|
他也曾是渡劫境,没人再比他清楚,他这等面临雷劫飞升压力的修士,体力所需灵力是多么庞大。
苏沐之目光看向叶明轩,语带骄傲,“前辈当信任我桐云的炼丹宗师。”
被点到的叶明轩懵懂点头,面对三人的怀疑眼神,睁大了眼睛自信道:“老道浸淫炼丹之术大半辈子,区区丹药而已。”
一时之间,真觉得自己神丹在握。
宴闻眯起眼,不再多费唇舌,疑心却未减,“既如此,请仙尊,接我这招。”
他话音刚落,催动手中“九曲”,漫天巨石从天而落。
苏沐之平静回应,举剑向天,如月光辉轻轻洒落人间,将那半空中的巨石化为齑粉。
他一剑毕,上前一步,顺势挥出了第二剑。
风声寂静,将面前三人逼得倒退一步。
陆芸被宴闻遮在了身后,侥幸躲过这一剑。
离得最近的九尾妖狐却没这幸运,她第二条雪白的蓬松尾巴此刻沾着血迹,狼狈落在地上。
她呜咽一声,捧着自己剩余的尾巴哀戚惊惧。
在想,怎么好端端的,就变成这样。
她来时还是好好的九条尾巴,若早知这样,她还趟什么浑水!
九尾妖狐望向面前雪袍金纹的仙尊,目光惊魂不定,完全失去了抵抗的心理。
“走!”
宴闻怒喝一声,将身后的陆芸和地上的九尾妖狐一起带走。
这仙尊在三剑之后,又面色如常,连出两剑,看来是他计算失误。
桐云的这位炼丹宗师既然能找到缠心蛊的解方,看来也无愧于炼丹宗师之名。
叶明轩眼睁睁看着对面两妖一人以最快速度逃走,顿时觉得大获全胜。
他转过身来,刚想和苏沐之搭话,却见后者手中竹剑“哐当”一声掉落在地,整个人向后倒去。

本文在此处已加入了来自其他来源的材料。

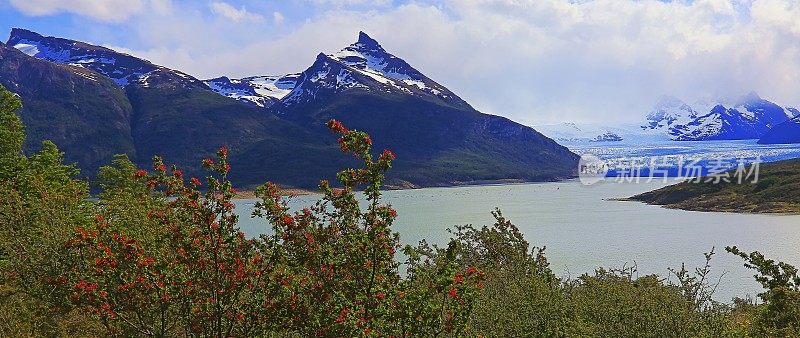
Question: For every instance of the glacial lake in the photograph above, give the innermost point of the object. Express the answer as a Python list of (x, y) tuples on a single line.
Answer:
[(583, 229)]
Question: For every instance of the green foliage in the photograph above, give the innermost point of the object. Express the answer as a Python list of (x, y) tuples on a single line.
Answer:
[(780, 313), (160, 254), (40, 203), (12, 131)]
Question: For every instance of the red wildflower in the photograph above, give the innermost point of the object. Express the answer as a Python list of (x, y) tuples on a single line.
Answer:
[(309, 238), (337, 126), (342, 315)]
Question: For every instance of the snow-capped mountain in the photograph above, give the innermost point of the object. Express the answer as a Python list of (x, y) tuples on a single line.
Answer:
[(669, 111), (122, 68), (366, 66), (108, 102), (787, 132), (577, 133), (749, 117), (263, 91)]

叶明轩大惊失色,刚想去接,就听见两声嘹亮的鹤鸣之声由远及近。
是小孤峰苏沐之养的那两只白鹤。
奔赴着主人而来,将其拖住而又盘旋飞起。
体型稍微高大的白鹤背负着主人,另一只则以颈相蹭,试图唤醒主人。
叶明轩眼瞅着,这怎么还有一只小胖毛团子也从中冒了出来,正窝在仙尊的怀中。
只是失去意识的仙尊毫无知觉,任由猫崽连声“喵呜”也没有任何反应。
叶明轩这才惊觉,宴闻算得其实分毫不差,先前那三剑便已是极致。
其后那两剑,便是丹药也难以完全阻止缠心蛊的反扑。
完全是在硬撑了。
他呜呼哀叹一声,这可咋办,苏沐之倒下,又丢了那么大一个师侄,药材还出了问题,怎么看掌门真人都要发火。
叶明轩满心愁苦之际,有剑鸣之音紧追而来。
他抬头望去,正是跟随着两只白鹤而来的桐云山掌门和常明鉴。
……
颜子瑜按照修士门卫的话,上了山入了梅林。
他不耐烦地先是摘了大半框梅花,随后就开始了破坏。
毕竟按照那修士门卫与他讲的小道秘闻——妖王还曾经悬赏,若有人能让梅花落尽,毁掉梅林,算是大功。
大功什么的暂且放一边,他要尽快出去。
摘梅花什么的,他不擅长。
但破坏什么的,他最擅长了。
他干脆将所会的符文通通展示了一遍,火符、雷符、土符、冰符……
只要能用上的,通通来一遍。
一时之间,原本寂静的古城山林之中,符文轰炸之声不绝于耳。
就连远在古城门口偷闲打盹的浣熊妖都在梦中瞬间惊醒,“谁?大王要破城了吗?”
修士门卫则捂紧了耳朵,不知道那个人族小兄弟在搞什么鬼。
噼里啪啦、乱七八糟一通响,不会真要毁掉梅林吧。
不是告诉他,让他摸鱼划水的嘛。
还来真的呀!
寂静了三千年的靖川古城,从未有过今日般的热闹。
那杂七杂八的符文炸裂之声响了不知多久,简直是要惊醒这古城的每一处!
可在众人群妖都嫌弃声音吵闹之时,妖王的住所却安静一片。
那高大威猛、体型如小山般的妖王此刻却缩小了数倍,如一只大猫般无精打采地晃动身后的九条尾巴。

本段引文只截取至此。